Examples of the time-domain wave characteristics and spectrograms of breathing sounds are shown in Fig. 2. In NS, because the airway had no obstacles and there was almost no friction, the acoustic energy was relatively small and mainly below 2,000 Hz. On the other hand, the acoustic energy was scattered over a large area, from 500 to 12,000 Hz, in the abnormal breathing sounds because the obstacles generated sounds of various frequencies. VS was a repetitive pattern at a frequency of less than 100 Hz that occurred when a movable obstacle blocked the trachea or tracheostomy tube. This pattern appears as multiple vertical lines in the spectrogram. In contrast, SS occurred when stiff or fixed obstacles narrowed the cross-section of the airway, which induced a wide range of high-frequency breathing sounds that were more continuous than VS. The pattern of SS appears as multiple horizontal lines in the spectrogram.
4 − 2 MFCC extraction
The MFCC is a group of audio parameters suitable for human auditory characteristics and has been widely applied for speech recognition 10,11 and respiratory diagnosis 12–14. In this study, we used MFCC as a tracheal breathing sound feature for machine learning–based classifiers. A more detailed process of extraction and the designed filter banks are presented in Supplementary 2 and 3.
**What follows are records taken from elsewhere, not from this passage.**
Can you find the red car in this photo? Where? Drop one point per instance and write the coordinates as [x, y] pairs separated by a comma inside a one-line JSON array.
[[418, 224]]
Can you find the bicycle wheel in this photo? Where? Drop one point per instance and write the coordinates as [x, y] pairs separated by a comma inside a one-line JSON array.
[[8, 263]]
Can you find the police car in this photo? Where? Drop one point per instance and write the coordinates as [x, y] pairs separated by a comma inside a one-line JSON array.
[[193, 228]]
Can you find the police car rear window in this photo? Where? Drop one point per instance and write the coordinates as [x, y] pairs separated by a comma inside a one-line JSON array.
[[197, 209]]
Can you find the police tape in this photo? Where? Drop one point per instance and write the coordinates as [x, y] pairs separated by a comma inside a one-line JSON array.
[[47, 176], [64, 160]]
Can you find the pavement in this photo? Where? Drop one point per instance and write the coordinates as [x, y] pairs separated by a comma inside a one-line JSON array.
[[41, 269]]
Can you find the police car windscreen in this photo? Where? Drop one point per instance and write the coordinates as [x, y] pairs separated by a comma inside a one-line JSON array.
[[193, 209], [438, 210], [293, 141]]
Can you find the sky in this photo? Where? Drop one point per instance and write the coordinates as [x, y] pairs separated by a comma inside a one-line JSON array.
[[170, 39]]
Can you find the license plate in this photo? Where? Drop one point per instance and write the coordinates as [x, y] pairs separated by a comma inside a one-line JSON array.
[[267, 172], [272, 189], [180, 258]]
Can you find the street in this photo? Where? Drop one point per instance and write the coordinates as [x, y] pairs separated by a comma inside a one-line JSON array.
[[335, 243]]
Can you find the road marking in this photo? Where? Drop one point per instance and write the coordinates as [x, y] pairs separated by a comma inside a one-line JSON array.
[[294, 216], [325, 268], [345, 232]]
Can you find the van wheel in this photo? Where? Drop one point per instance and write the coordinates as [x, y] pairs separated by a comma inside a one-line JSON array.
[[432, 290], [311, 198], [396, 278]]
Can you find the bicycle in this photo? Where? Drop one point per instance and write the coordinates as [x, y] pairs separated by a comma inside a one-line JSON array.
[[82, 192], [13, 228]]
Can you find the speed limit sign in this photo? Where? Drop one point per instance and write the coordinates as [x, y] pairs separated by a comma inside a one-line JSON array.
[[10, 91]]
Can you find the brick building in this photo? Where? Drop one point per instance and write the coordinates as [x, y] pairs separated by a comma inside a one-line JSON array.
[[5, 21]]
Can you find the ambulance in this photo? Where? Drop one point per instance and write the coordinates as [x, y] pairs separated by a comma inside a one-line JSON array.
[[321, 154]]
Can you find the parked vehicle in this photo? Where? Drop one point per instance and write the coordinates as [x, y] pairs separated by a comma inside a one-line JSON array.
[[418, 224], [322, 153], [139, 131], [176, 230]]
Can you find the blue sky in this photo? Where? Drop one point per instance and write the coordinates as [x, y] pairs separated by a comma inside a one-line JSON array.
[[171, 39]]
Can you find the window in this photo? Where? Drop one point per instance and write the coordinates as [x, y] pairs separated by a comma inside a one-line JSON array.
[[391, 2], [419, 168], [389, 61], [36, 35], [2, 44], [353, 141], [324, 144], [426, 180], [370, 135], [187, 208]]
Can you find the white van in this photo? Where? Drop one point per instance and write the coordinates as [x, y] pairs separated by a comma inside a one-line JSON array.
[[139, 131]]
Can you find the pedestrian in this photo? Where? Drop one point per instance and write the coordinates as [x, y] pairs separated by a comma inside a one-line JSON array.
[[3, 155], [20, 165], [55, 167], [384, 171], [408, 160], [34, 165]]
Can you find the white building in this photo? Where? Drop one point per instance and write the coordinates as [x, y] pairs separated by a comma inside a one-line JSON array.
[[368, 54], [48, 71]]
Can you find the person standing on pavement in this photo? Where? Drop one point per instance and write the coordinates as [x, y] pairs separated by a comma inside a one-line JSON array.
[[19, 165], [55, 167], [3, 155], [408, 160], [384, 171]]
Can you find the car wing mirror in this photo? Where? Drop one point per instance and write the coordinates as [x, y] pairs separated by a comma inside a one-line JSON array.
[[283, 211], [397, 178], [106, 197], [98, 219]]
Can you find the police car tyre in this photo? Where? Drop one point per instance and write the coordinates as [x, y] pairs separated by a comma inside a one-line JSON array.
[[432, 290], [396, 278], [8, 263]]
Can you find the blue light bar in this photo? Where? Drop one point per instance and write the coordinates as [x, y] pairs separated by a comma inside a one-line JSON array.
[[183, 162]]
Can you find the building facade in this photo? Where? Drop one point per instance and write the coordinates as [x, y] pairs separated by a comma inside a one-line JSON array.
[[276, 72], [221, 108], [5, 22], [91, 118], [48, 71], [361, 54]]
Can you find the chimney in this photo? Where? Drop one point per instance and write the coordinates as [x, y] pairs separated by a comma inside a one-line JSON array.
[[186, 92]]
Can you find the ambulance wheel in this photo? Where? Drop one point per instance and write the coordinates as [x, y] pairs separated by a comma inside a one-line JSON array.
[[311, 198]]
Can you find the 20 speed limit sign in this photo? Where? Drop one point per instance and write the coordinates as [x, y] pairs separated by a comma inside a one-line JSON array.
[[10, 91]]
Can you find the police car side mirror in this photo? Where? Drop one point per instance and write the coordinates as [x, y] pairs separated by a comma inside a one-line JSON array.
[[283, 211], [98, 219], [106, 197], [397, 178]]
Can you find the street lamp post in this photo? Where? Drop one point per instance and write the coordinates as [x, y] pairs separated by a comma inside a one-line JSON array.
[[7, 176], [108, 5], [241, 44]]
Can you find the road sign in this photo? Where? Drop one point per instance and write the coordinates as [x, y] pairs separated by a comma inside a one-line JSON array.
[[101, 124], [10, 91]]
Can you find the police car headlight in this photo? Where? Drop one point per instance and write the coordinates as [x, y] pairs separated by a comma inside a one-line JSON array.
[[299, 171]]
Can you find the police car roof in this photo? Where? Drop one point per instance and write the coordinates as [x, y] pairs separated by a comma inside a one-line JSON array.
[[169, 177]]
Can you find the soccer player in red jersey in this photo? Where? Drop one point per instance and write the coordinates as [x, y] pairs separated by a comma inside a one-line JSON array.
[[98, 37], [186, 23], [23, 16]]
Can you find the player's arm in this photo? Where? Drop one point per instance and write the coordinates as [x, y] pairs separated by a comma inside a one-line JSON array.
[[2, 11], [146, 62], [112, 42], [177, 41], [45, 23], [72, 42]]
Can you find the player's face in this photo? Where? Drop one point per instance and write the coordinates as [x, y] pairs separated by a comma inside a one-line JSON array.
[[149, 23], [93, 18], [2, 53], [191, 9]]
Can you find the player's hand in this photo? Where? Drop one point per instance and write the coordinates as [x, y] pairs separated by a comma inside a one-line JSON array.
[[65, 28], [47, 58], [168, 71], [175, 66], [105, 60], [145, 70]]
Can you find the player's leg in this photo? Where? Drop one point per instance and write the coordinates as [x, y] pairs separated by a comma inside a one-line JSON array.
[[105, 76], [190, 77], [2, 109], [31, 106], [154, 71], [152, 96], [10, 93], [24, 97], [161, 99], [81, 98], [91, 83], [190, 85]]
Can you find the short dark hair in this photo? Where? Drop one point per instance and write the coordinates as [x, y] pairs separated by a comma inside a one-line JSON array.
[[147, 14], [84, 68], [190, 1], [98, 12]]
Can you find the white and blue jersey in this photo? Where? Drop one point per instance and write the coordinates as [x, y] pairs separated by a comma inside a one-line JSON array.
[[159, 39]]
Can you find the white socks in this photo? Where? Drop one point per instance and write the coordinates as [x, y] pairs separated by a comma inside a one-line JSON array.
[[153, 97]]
5. Breathing sound classification methods
5 − 1 MFCC-based Machine learning classification methods
For MFCC-based breathing sound classification, a support vector machine (SVM) 15,16 and k-nearest neighbor (kNN) 17,18, which are widely used for health status diagnosis using MFCC, are employed. And all breathing sound classification for the machine learning algorithms was performed using a desktop machine with an Intel i5-10500F CPU and NVIDIA GeForce RTX1660 Ti (6 GB) GPU. A more detailed process of extraction is presented in Supplementary 4.
5 − 2. Spectrogram-based deep learning method: Convolutional neural network (CNN)
CNN is a widely and successfully established deep learning algorithm in the field of image classification and pattern recognition 19. The basic structure of a CNN is the convolution layer, which calculates the tensor transferred to the next layer through a convolution computation between the tensor and the kernel. A CNN topology includes many convolution layers designed based on factors such as kernel size and number. A CNN provides a framework for learning the features common among images in a data group without requiring manual data extraction, and it can generate accurate pattern recognition or image classification–trained models. Biomedical signal classification studies have been accelerated by imaging and learning with CNNs 7–9. For example, CNN classification based on spectrograms has increased the accuracy of respiratory pattern classification in many clinical fields. In this study, we applied spectrograms converted from one cycle of respiratory data to the following CNN topologies: AlexNet 20, VGGNet 21, ResNet 22, Inception_v3 23, and MobileNet 24. The CNN classification was conducted with Lenovo Intelligent-Computing-Orchestration with a batch size of 32 and a maximum iteration of 200,000.